LFB : Il y a un côté, plus que les autres, très LCD Soundsystem je trouve.

ALIAS : J’adore. Tu es la première personne à qui je dis ça mais quand on était en tournée pour Jozef, j’adorais IDLES. J’adore. C’est surtout que j’ai dis aux gars que le prochain album allait être un plusLCD Soundsystem. J’avais envie plus d’aller vers les machines, le dansant… Ce n’est pas toujours nécessairement positif. C’est juste que je veux aller dans le côté mécanisme, un peu James Murphy, je suis vraiment un grand fan. Ce qui est fucking drôle…

LFB : C’est que IDLES a fait un son avec LCD Soundsystem.

ALIAS : Je les admire. Ça m’a fait dire que je n’étais pas fou. Si on voit ça comme de la cuisine, IDLES c’est un ingrédient. LCD Soundsystem, c’en est un autre. Je ne vais pas non plus me faire grossir les chevilles. Mais je ne suis pas fou. Il y a un an et demi, je disais que je voulais faire un in between. Ils l’ont fait ensemble. C’est trop cool en vrai. Je suis jaloux et en même temps, super content.

LFB : Il y a un morceau qui m’a beaucoup marqué dans l’album, qui est pour moi ton plus beau morceau, c’est WATER CALLS. Je trouve que c’est le morceau le plus pur émotionnellement que tu aies fait, même dans sa progression musicale, il y a un truc à la fois hyper triste mais très, très beau. J’aimerais bien que tu me parles de ces morceaux-là.

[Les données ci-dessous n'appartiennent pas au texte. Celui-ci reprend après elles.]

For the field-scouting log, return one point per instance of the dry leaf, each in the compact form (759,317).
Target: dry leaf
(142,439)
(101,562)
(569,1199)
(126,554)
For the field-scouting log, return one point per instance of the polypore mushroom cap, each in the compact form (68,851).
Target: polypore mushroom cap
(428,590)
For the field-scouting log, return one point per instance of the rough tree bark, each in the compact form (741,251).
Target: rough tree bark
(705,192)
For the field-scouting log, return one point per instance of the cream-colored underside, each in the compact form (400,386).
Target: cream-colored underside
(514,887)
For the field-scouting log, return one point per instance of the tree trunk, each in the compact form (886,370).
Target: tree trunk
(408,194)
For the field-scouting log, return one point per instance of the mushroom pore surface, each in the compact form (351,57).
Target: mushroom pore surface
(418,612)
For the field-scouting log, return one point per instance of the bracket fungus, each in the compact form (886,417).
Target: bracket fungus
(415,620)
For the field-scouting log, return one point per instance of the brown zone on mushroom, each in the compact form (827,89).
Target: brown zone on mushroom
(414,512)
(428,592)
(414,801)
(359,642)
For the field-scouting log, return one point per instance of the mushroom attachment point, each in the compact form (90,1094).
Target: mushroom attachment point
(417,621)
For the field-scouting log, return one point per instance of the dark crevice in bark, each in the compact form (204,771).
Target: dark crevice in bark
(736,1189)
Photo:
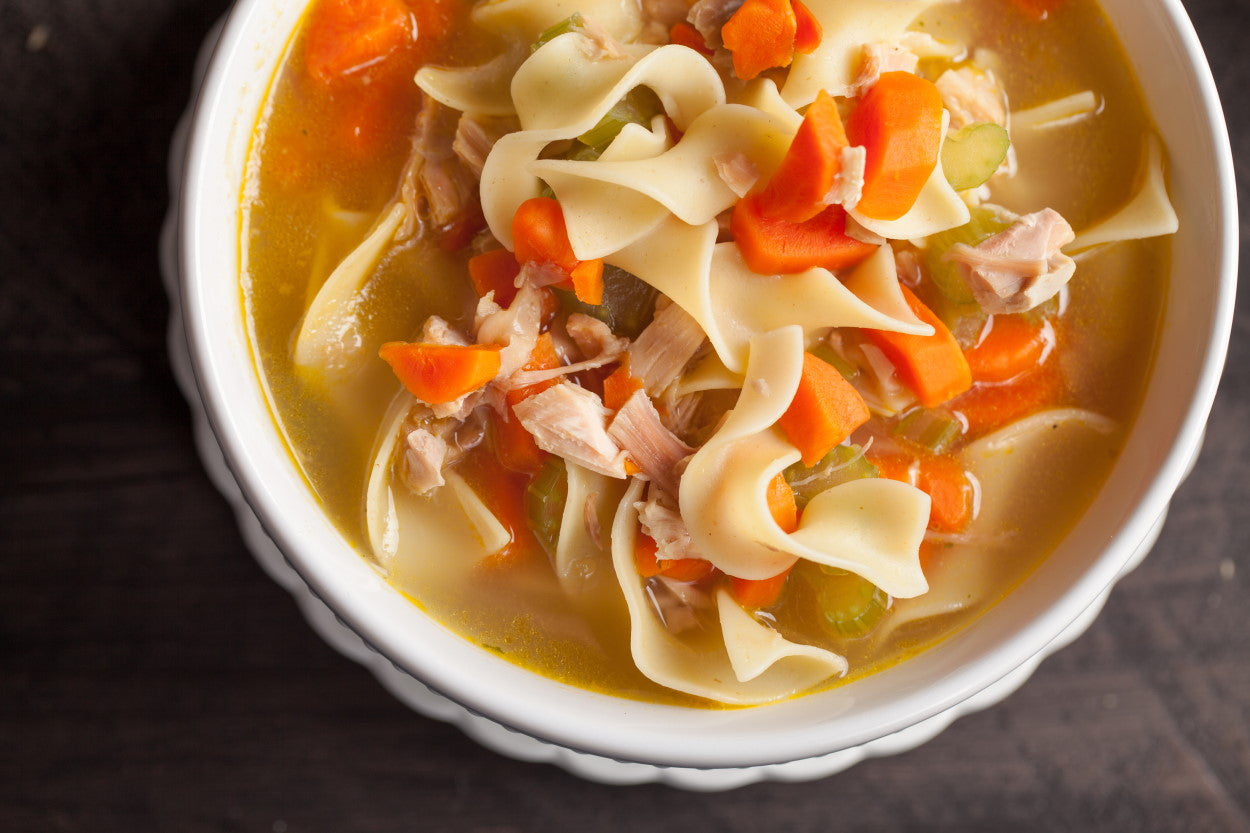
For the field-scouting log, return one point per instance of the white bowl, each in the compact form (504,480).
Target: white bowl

ALIAS : Pour moi, c’est tellement dur. J’aime créer du bordel, faire rire les gens. Je suis un peu un gars bordélique mais dès qu’il s’agit d’avoir une discussion sérieuse, écrire une chanson un peu sur l’émotion, c’est dur, ça me demande beaucoup plus de réflexion. Et en fait, ces chansons-là, c’était un peu mon challenge. J’avais peur que tout ce que j’écris qui est un petit peu plus émotion, ça devienne vite ringard. Le côté un peu cheesy. En fait, j’aime bien faire passer mes émotions par un sujet qui n’est pas moi. Donc là, c’était un chien. Je n’y peux rien mais dans ma tête, c’est un chien. J’ai écris cette chanson-là, j’imaginais un chien bloqué sur un bateau avec un équipage et qui est genre, dressé mais qui n’a rien à faire là. En fin de compte, il est bloqué et il en a marre d’être dressé par l’Homme. D’être son escale finalement. Il a une simple solution de sauter au fond et de passer par dessus le bateau. C’est un ami à moi qui a analysé ça. De se dire que ce chien-là, quitte à jouer sa vie, va sauter et nager. C’est pour ça que WATER CALLS, l’appel de l’eau.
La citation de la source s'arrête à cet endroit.